Setiap marker diberikan dengan Indeks Tua (PI), yang merupakan ukuran statistik seberapa kuat pertandingan di penanda tertentu menunjukkan ayah. PI masing-masing marker dikalikan dengan satu sama lain untuk menghasilkan Paternity Indeks Gabungan (CPI), yang menunjukkan probabilitas keseluruhan seorang individu menjadi ayah biologis dari anak relatif diuji untuk setiap orang secara acak dari seluruh penduduk dari ras yang sama. CPI tersebut kemudian diubah menjadi Probabilitas Ayah menunjukkan tingkat keterkaitan antara dugaan ayah dan anak.

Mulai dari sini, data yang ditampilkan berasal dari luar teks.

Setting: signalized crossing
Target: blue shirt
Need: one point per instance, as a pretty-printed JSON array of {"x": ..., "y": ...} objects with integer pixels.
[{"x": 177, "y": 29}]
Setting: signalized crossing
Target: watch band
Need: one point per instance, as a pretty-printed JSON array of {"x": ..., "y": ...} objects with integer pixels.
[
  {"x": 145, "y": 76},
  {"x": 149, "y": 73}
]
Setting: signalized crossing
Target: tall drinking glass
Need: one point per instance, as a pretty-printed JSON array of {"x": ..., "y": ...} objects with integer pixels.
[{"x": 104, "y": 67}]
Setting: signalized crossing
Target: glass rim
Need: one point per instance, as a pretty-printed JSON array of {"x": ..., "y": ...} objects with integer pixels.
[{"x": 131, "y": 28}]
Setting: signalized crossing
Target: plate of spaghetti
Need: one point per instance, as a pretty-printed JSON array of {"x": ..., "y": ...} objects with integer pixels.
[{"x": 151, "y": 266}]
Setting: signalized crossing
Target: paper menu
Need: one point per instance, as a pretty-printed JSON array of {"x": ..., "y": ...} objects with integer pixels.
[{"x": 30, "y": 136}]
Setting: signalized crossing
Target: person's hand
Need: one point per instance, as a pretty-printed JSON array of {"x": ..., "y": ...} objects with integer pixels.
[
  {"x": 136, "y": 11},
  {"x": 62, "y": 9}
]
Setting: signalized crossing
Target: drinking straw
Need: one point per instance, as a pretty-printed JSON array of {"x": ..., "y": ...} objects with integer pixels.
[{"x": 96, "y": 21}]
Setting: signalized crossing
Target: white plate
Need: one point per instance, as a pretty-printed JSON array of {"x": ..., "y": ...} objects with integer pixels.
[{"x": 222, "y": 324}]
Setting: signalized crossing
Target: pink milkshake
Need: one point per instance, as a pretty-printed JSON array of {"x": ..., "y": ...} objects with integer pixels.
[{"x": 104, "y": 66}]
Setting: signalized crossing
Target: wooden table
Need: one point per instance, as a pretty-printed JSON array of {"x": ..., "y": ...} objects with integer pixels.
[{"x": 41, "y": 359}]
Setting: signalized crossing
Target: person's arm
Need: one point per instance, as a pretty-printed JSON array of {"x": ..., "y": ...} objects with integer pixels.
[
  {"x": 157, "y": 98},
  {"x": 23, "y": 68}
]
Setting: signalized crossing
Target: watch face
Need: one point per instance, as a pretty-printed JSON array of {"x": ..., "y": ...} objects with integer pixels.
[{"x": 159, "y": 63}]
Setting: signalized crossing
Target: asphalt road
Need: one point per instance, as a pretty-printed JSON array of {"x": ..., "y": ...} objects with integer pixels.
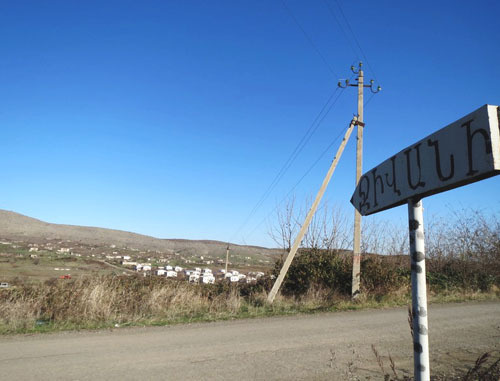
[{"x": 310, "y": 347}]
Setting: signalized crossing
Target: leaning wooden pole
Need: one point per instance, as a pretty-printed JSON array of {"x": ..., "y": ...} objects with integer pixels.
[{"x": 310, "y": 214}]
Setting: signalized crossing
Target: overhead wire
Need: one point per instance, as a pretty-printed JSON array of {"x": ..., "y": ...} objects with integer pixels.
[
  {"x": 293, "y": 156},
  {"x": 323, "y": 153},
  {"x": 311, "y": 42},
  {"x": 355, "y": 39},
  {"x": 342, "y": 29}
]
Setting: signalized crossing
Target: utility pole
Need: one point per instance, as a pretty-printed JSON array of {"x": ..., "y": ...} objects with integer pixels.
[
  {"x": 310, "y": 214},
  {"x": 227, "y": 257},
  {"x": 356, "y": 254}
]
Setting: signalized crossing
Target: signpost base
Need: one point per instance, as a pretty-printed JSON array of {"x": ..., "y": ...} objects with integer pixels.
[{"x": 418, "y": 291}]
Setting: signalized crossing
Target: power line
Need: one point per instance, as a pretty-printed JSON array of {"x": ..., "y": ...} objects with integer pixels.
[
  {"x": 311, "y": 42},
  {"x": 298, "y": 149},
  {"x": 298, "y": 182},
  {"x": 342, "y": 29},
  {"x": 356, "y": 40}
]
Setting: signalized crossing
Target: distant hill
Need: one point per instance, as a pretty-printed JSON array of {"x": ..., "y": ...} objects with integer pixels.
[{"x": 15, "y": 226}]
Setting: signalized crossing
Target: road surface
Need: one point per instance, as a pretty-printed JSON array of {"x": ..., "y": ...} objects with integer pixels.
[{"x": 304, "y": 347}]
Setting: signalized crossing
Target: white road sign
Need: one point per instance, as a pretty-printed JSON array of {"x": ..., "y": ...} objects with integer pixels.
[{"x": 463, "y": 152}]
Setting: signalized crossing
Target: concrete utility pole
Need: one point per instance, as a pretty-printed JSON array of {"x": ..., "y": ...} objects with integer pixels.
[
  {"x": 310, "y": 214},
  {"x": 356, "y": 255}
]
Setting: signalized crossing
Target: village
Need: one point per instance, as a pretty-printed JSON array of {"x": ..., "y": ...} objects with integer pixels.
[{"x": 201, "y": 269}]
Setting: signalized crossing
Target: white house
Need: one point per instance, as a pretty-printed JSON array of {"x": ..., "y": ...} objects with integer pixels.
[
  {"x": 194, "y": 278},
  {"x": 208, "y": 279},
  {"x": 171, "y": 274}
]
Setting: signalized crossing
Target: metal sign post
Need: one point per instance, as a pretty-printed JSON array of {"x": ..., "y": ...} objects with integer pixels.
[
  {"x": 461, "y": 153},
  {"x": 418, "y": 291}
]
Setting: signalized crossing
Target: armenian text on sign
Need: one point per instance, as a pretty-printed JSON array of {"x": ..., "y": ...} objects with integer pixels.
[{"x": 463, "y": 152}]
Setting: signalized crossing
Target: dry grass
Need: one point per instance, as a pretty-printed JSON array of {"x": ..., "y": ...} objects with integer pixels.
[{"x": 103, "y": 301}]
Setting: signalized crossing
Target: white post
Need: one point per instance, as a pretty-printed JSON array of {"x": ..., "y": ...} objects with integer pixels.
[{"x": 418, "y": 292}]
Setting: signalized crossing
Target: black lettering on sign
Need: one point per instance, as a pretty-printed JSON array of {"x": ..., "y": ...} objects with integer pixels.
[
  {"x": 363, "y": 193},
  {"x": 393, "y": 184},
  {"x": 470, "y": 136},
  {"x": 408, "y": 168},
  {"x": 435, "y": 144},
  {"x": 381, "y": 182}
]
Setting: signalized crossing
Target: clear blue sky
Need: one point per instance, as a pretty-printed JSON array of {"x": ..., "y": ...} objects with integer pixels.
[{"x": 171, "y": 118}]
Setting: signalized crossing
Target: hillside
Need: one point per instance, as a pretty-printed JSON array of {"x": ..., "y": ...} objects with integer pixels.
[{"x": 17, "y": 227}]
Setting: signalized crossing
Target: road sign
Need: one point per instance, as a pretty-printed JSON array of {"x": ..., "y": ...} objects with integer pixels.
[{"x": 461, "y": 153}]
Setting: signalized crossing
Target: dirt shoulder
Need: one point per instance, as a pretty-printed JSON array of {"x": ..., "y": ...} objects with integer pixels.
[{"x": 320, "y": 346}]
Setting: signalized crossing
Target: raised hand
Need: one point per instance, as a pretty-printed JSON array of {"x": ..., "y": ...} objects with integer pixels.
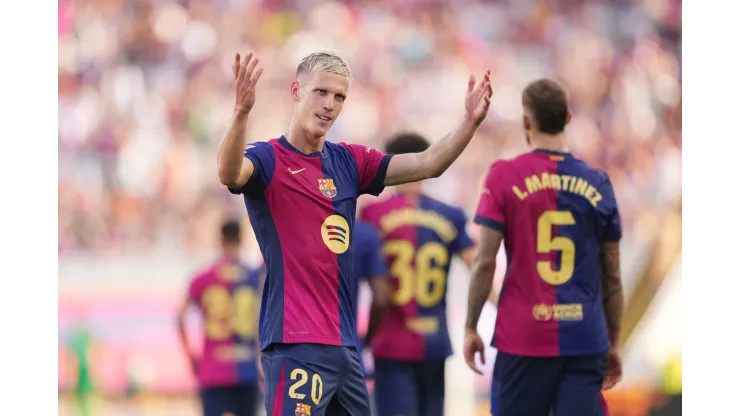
[
  {"x": 245, "y": 81},
  {"x": 478, "y": 98}
]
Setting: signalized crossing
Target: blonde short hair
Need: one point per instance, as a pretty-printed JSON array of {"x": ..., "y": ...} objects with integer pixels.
[{"x": 325, "y": 60}]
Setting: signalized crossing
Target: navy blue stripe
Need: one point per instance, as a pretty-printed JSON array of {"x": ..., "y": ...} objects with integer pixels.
[
  {"x": 273, "y": 295},
  {"x": 378, "y": 183},
  {"x": 341, "y": 170},
  {"x": 490, "y": 223}
]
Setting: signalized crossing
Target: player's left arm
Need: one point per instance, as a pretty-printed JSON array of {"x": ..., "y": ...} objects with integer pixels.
[{"x": 431, "y": 163}]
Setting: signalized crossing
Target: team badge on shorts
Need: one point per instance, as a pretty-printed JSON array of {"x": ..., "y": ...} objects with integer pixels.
[
  {"x": 326, "y": 186},
  {"x": 302, "y": 410}
]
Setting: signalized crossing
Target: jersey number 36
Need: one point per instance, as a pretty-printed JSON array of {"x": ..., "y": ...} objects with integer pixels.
[{"x": 420, "y": 274}]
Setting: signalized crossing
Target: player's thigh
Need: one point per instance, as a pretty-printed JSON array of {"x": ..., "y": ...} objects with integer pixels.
[
  {"x": 431, "y": 382},
  {"x": 352, "y": 398},
  {"x": 396, "y": 392},
  {"x": 300, "y": 379},
  {"x": 217, "y": 401},
  {"x": 579, "y": 392},
  {"x": 524, "y": 386}
]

Laporan tes DNA dalam tes hubungan keluarga lainnya, seperti grandparentage dan siblingship tes, mirip dengan laporan tes DNA. Alih-alih Paternity Indeks Gabungan, nilai yang berbeda, seperti Indeks Siblingship, dilaporkan.

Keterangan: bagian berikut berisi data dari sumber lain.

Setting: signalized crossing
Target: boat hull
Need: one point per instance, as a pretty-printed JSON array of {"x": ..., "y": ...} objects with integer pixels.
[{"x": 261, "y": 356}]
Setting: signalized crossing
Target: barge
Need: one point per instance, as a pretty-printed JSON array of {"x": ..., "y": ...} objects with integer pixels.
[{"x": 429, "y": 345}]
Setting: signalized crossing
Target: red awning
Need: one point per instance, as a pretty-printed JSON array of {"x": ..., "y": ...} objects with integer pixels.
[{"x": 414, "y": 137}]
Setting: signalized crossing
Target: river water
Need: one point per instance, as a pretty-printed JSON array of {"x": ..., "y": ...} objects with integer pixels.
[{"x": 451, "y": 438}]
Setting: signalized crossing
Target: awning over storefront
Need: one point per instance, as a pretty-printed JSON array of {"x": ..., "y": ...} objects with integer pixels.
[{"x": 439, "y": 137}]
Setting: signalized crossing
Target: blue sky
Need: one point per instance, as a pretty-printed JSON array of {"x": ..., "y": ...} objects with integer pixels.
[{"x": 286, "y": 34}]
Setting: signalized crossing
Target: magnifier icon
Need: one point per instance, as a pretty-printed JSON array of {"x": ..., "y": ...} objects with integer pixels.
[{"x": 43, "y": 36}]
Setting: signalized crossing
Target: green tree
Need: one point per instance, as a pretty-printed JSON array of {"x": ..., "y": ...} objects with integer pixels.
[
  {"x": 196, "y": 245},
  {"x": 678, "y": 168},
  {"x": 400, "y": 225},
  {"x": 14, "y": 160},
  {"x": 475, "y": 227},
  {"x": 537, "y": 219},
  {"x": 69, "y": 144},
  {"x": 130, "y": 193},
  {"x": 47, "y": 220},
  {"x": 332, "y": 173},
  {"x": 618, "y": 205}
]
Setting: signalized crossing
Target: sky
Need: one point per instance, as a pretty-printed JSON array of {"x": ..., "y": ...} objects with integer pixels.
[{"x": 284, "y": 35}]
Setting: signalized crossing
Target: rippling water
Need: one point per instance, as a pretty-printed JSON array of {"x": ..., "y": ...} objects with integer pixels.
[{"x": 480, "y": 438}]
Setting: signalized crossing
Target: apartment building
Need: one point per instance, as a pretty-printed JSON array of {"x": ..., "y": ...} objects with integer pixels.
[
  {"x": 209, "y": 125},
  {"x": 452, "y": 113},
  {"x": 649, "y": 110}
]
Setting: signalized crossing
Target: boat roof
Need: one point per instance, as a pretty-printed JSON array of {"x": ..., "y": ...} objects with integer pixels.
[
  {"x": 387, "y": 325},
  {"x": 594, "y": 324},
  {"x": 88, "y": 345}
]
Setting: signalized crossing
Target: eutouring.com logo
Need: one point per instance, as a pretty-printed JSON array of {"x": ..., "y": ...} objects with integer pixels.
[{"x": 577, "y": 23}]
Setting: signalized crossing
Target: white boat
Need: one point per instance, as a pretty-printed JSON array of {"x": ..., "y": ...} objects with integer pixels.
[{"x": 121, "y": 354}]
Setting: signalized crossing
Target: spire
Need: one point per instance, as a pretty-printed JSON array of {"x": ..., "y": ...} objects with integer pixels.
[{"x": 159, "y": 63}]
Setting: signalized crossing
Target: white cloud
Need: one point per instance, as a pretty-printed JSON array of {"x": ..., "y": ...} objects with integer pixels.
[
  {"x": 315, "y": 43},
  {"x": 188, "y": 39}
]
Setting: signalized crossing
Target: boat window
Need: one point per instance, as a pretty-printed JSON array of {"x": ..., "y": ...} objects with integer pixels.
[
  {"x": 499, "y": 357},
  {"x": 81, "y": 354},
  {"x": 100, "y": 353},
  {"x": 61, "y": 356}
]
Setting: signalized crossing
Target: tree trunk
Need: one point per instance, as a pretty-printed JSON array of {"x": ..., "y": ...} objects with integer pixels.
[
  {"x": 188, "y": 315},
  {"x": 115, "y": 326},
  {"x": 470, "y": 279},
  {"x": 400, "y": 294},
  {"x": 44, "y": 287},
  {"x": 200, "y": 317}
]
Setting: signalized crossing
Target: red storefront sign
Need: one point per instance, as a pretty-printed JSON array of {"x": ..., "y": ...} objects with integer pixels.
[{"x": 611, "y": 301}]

Laporan ini menunjukkan profil genetik dari setiap orang diuji. Jika ada penanda dibagi di antara individu-individu yang diuji, kemungkinan hubungan biologis dihitung untuk menentukan seberapa besar kemungkinan individu diuji berbagi penanda yang sama karena hubungan darah.

Analisa kromosom Y 

ovasi terbaru termasuk penciptaan primer menargetkan daerah polimorfik pada kromosom Y ( Y-STR ), yang memungkinkan resolusi sampel DNA campuran dari kasus pria dan wanita atau di mana ekstraksi diferensial tidak mungkin. Y-kromosom dari ayah diwariskan, sehingga analisis Y-STR dapat membantu dalam identifikasi laki-laki dari ayah terkait. Analisis Y-STR dilakukan di Sally Hemings kontroversi untuk menentukan apakah Thomas Jefferson telah menjadi bapak anak dengan salah satu budaknya. Analisis kromosom Y memberikan hasil yang lebih lemah dari analisis kromosom autosomal. Kromosom Y seks menentukan laki-laki, seperti yang diwariskan hanya oleh laki-laki dari ayah mereka, hampir identik sepanjang garis patrilineal. Hal ini menyebabkan analisis kurang tepat daripada jika kromosom autosomal yang menguji, karena pencocokan acak yang terjadi antara pasang kromosom sebagai zigot yang sedang dibuat.

Analisis mitokondria 

Untuk sampel yang rusak, kadang-kadang tidak mungkin untuk mendapatkan profil lengkap dari 13 CODIS STR. Dalam situasi ini, DNA mitokondria (mtDNA) kadang-kadang diketik karena ke sana menjadi banyak salinan mtDNA dalam sel, sementara ada mungkin hanya 1-2 salinan DNA nuklir. Ilmuwan forensik memperkuat HV1 dan wilayah HV2 dari mtDNA, dan kemudian urutan masing-masing daerah dan membandingkan perbedaan nukleotida tunggal untuk referensi. Karena mtDNA maternal diwariskan, kerabat ibu langsung terkait dapat digunakan sebagai referensi pertandingan, seperti putra putri satu nenek dari pihak ibu yang itu. Secara umum, perbedaan dari dua atau lebih nukleotida dianggap pengecualian. heteroplasmi dan perbedaan poli-C dapat membuang perbandingan urutan lurus, sehingga beberapa keahlian pada bagian analis diperlukan. mtDNA berguna dalam menentukan identitas yang jelas, seperti orang hilang ketika seorang kerabat maternal terkait dapat ditemukan. pengujian mtDNA digunakan dalam menentukan bahwa Anna Anderson bukanlah putri Rusia ia mengaku, Anastasia Romanov .

mtDNA dapat diperoleh dari bahan seperti poros rambut dan tulang tua / gigi. Mekanisme kontrol berdasarkan titik interaksi dengan data. Hal ini ditentukan oleh penempatan tooled dalam sampel.